Teoria da Viagem.

“Eu digo sempre, em vôo, que a geografia deveria ser ensinada às crianças em aviões, conduzindo-as gratuitamente de um ponto a outro, para dar-lhes a ocasião de ver o campanário de uma aldeia natal, de constatar o recorde de cidades, de captar uma única visão seu desenho traçado no campo ao redor, de seguir com o olhar o leito de um riacho, de um rio, de um curso d’água, de ver transformados em espelhos densos e luminosos os açudes os lagos os pântanos nos quais se reflete o sol. Lições de geografia para aprender a amar seu país de maneira viceral”. (PG 69-70) Descreve a emoção de Michel Onfrey em seu livro Teoria da Viagem.
Eu acrescento: deveria estar nas leis dos direitos humanos a oportunidade de viagem a cada cidadão, pelo menos uma vez na vida.

O que dizer sobre as viagens, além de concordar com as idéias de Michel!
A viagem é um sonho que se torna realidade. É nas viagens que nos transformamos. Vemos o mundo de maneira intensa, unimos todos os nossos sentidos e nossas sensualidades na conquista de um lugar do conhecimento, do prazer e do descobrimento. Nossa curiosidade se aguça, nosso paladar sobressai e tudo se eterniza em nossa memória de maneira única e particular.
A viagem é única e individual. Quando partimos para uma viagem, se em duas ou mais pessoas, ou em uma excursão, a geografia é a mesma, a culinária é a mesma, a temperatura, o clima são os mesmos, mas a expectativa de cada pessoa é diferente.

O individualismo é total: um serve de auxílio, de escora e de estímulo ao outro; mas o individualismo é exclusivo, cada um desenvolve expectativa e a atenção se difere.
Como a definição de percepção: do grego, “porta para o mundo”.
Definição de percepção: a sensação e percepção configuram um conhecimento corpóreo, sensorial ou empírico dotado de sentidos, ou seja, integrado em nossa vivência particular e dela dependente… (dicionário Sesc A LINGUAGEM DA CULTURA)

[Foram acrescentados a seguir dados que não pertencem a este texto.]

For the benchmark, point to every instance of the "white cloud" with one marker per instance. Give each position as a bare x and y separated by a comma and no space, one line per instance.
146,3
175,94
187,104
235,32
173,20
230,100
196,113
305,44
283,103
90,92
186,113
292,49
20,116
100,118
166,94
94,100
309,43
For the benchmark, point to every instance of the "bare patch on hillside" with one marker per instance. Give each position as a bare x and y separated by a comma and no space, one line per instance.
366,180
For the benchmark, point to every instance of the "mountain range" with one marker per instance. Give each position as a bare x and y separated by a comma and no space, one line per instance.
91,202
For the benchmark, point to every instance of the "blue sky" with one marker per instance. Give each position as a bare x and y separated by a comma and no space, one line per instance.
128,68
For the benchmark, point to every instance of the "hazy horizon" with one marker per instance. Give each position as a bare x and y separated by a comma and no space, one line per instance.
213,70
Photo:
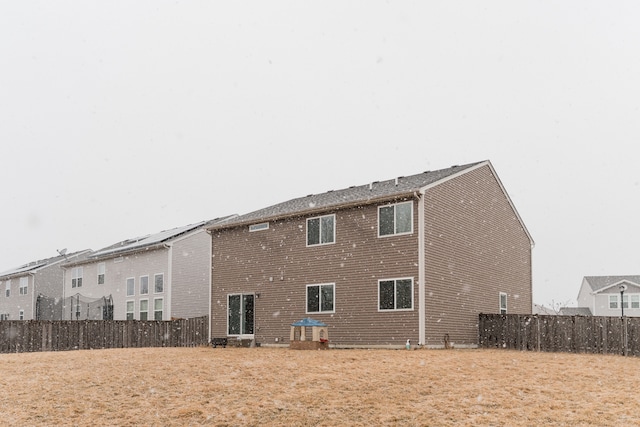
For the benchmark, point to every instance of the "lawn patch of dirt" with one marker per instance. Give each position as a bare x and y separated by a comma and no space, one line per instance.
266,386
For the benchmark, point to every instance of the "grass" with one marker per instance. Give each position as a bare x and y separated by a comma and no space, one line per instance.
262,386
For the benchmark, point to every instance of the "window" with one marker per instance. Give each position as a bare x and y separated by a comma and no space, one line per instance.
395,219
258,227
144,285
503,303
76,277
158,304
159,283
395,294
240,314
130,309
24,285
144,309
321,230
101,270
131,286
320,298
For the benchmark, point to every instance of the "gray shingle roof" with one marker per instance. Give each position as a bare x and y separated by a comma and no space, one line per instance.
575,311
354,195
600,282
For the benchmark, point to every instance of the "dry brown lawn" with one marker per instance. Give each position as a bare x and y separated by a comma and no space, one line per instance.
261,386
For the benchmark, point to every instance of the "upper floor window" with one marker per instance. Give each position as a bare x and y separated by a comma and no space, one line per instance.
131,286
258,227
321,230
395,219
613,301
144,285
76,277
24,285
395,294
159,283
503,303
320,298
101,270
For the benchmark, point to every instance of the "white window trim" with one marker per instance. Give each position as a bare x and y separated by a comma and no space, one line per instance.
140,308
140,285
395,220
259,227
320,230
126,308
154,307
23,286
154,283
395,279
101,267
506,303
133,287
320,311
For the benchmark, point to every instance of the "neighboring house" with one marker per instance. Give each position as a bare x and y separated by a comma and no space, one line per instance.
159,276
23,288
601,295
416,257
575,311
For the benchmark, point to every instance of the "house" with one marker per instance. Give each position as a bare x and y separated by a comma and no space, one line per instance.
26,289
601,295
412,258
159,276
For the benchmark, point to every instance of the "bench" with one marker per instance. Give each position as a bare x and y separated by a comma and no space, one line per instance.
219,341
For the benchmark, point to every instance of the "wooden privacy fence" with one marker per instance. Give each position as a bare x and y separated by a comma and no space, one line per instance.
58,335
572,334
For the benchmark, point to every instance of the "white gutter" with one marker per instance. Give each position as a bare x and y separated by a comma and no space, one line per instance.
422,315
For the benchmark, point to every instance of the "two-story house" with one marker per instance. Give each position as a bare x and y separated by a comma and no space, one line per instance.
155,277
34,290
610,295
415,257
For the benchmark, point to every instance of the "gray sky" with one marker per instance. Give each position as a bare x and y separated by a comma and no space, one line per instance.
119,119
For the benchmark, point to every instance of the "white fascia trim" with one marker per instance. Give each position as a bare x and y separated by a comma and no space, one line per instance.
495,175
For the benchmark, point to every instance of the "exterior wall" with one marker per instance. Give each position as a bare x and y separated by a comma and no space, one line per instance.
475,248
117,270
190,275
601,302
277,265
16,302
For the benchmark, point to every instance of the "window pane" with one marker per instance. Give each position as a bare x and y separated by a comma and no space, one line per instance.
404,217
313,231
313,299
386,295
386,214
159,283
234,314
247,327
327,229
327,297
403,294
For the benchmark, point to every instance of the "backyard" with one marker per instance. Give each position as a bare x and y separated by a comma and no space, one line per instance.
263,386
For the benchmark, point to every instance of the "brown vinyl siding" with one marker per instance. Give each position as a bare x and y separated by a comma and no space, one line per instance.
277,264
476,248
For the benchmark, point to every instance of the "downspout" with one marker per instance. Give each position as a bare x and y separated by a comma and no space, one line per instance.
422,316
169,289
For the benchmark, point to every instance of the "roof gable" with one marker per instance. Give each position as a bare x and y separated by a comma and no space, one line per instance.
403,186
600,284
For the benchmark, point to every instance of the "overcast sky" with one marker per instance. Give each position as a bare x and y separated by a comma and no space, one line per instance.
123,118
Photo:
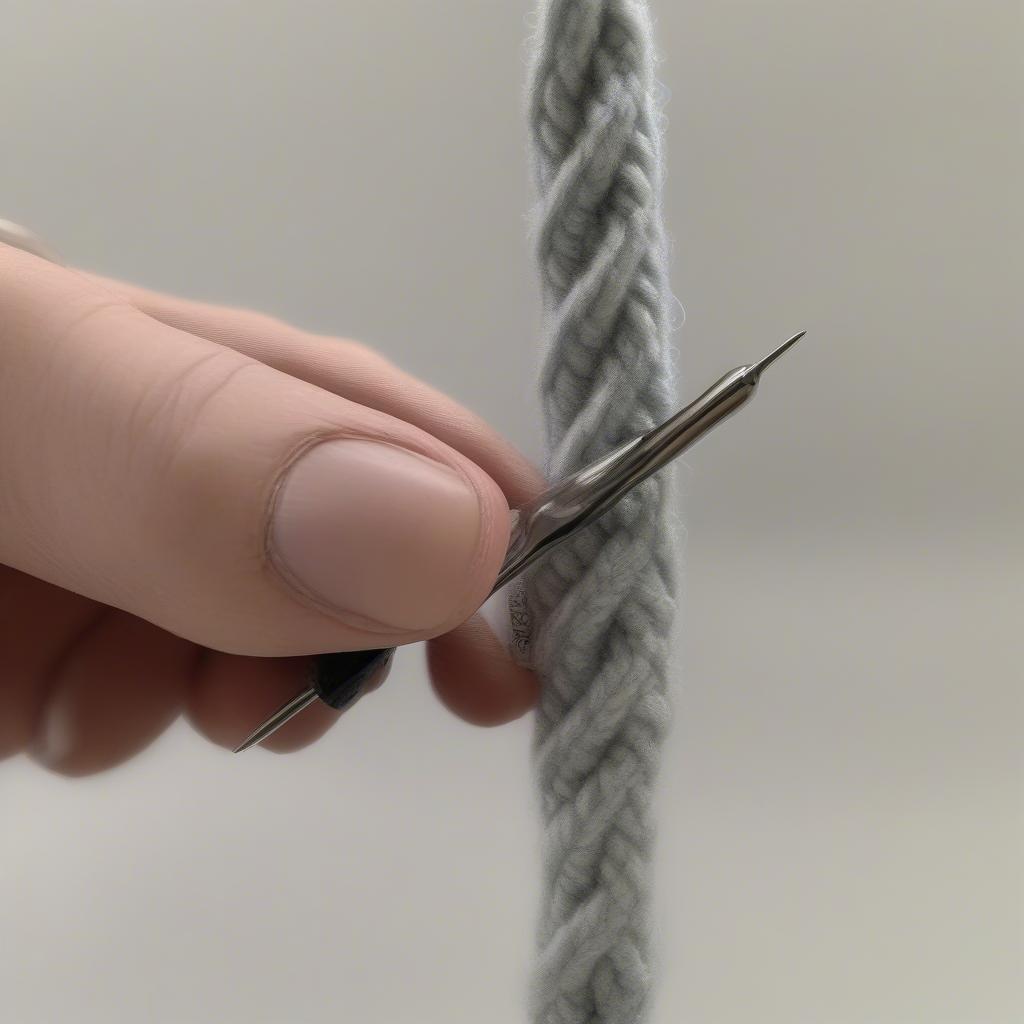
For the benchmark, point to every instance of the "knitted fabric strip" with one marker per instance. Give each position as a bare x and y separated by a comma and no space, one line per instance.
602,603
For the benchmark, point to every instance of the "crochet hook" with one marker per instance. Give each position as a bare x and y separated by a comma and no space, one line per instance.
339,680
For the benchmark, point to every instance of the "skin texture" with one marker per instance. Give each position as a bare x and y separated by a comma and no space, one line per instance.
143,440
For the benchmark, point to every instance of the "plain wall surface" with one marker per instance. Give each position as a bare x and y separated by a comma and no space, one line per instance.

Perceber o mundo – sensibilidade .
Sentidos: Visão, audição, olfato, tato e paladar. Todos esses sentidos são particulares, exclusivos e individuais.
E é nesse caminho que seguimos nossa viagem. Quando Michel diz que, da viagem, a primeira instância ficam quatro ou cinco lembranças e que depois de nos reorganizar revemos as fotos os vídeos, acrescento que neste momento, vem a música, o paladar e, muitas vezes, buscamos lembrar os paladares para, talvez, trazer um pouco de tudo que vimos e vivemos naquela jornada.
A cultura e a etnia do local são nos dados de forma mágica, muitas vezes, não damos conta de que, em mundo totalmente globalizado onde carregamos nossos contatos com o mundo que deixamos, podemos estar vivenciando, de maneira tão viva, a realidade de tribos que nunca tiveram contato com o mundo externo, mais uma vez: individualidade, exclusivo e único.

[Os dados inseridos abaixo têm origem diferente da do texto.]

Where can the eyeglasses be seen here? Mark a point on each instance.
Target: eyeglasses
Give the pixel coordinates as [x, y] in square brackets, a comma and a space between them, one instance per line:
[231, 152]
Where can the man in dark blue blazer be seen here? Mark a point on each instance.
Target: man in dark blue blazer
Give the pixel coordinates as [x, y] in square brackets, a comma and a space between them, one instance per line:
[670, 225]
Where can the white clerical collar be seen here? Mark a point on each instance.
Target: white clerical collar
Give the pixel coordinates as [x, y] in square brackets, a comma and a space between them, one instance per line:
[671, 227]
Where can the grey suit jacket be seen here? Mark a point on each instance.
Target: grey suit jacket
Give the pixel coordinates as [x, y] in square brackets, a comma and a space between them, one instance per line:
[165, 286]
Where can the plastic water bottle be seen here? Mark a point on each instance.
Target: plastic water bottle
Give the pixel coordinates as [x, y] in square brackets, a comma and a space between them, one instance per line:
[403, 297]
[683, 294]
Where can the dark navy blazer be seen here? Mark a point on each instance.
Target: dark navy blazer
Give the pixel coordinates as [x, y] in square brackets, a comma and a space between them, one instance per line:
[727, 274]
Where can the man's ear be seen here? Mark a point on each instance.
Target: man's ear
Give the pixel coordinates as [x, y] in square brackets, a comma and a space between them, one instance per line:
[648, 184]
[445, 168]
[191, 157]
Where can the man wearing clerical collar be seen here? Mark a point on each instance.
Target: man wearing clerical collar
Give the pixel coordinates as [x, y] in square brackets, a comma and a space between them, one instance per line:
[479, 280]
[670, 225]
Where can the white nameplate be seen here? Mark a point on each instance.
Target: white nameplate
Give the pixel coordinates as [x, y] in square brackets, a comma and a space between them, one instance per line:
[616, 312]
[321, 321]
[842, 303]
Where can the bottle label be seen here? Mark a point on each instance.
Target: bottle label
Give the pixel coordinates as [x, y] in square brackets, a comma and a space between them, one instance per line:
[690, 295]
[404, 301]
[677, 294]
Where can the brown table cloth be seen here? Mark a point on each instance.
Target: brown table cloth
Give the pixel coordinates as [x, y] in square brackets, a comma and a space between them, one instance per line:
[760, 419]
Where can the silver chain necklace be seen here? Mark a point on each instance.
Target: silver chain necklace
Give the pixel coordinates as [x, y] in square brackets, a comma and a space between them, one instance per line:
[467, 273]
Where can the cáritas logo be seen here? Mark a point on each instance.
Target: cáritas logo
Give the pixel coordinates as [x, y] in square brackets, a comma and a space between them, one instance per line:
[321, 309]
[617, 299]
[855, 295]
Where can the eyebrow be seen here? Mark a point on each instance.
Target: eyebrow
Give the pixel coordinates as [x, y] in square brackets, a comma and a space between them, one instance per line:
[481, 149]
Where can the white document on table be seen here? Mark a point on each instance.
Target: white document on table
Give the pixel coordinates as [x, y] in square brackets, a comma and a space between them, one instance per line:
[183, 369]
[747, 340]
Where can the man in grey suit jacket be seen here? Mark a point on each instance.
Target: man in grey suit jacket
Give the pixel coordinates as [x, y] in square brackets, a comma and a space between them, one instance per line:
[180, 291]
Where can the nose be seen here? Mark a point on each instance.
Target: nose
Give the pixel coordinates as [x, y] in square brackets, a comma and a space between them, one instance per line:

Está relacionado à cultura da viagem, o olfato: nada é mais marcante que o odor de um lugar totalmente novo, onde a vegetação, as flores, a terra ou o odor de um alimento, de um perfume ou mesmo das pessoas, são sensações individualistas e únicas, onde cada um capta à sua maneira.
“Os cheiros envolvem-nos, giram ao nosso redor, entram em nossos corpos, emanam de nos. Vivemos em constantes banhos de odores” que na viagem sobressai de maneira exaustiva.
Esta percepção é o relacionamento do corpo estimulado ao entorno, onde o que estamos consumindo é sensação da viagem em sua forma exclusiva, única e individual.

Onfrey diz que as viagens não são para nos encontrar, não vamos à busca de nós mesmos, pois nossas sombras caminham ao nosso lado. Feliz do viajante que tem essa consciência, pois poderá desfrutar de si mesmo e se redescobrir em pequenas atitudes que ficam adormecidas enquanto estamos sedentários, e que, na viagem, tem a liberação de sua essência, pois deixamos de lado todo senso critico de nossa sociedade e partimos livres para os descobrimentos.

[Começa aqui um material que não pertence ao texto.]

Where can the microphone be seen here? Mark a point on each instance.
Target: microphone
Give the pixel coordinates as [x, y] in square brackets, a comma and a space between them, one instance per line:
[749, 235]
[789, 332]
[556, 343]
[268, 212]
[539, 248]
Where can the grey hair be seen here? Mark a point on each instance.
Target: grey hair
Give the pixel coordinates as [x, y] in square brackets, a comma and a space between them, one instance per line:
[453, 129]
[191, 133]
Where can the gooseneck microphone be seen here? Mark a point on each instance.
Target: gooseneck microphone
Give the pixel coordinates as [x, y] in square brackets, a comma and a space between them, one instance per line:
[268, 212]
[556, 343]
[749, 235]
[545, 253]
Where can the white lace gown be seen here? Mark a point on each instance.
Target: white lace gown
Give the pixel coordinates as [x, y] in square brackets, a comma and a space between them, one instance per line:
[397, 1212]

“O prazer é basicamente e do significado simbólico dos objetos e ao nível do próprio indivíduo naquilo que ele pode ser”.

Esta percepção é o relacionamento do corpo estimulado ao entorno, onde o que estamos consumindo é sensação da viagem em sua forma exclusiva, única e individual.
A felicidade faz parte da viagem, pois é no individualismo, manter-se em si mesmo porque a investigação filosófica é reflexiva. O indivíduo é seus pensamentos. Aí está parte da viagem.
Apesar da troca, que, como diz Ofrey, é em geral supérflua, restam nós mesmos e nossos pensamentos, uma redescoberta e uma cultura de nós mesmos. “Não importa o que nos aconteça o que importa é nossa atitude diante ao que nos aconteça. São atitudes que deparamos nas viagens que precisam ser tomadas individualmente e exclusivamente.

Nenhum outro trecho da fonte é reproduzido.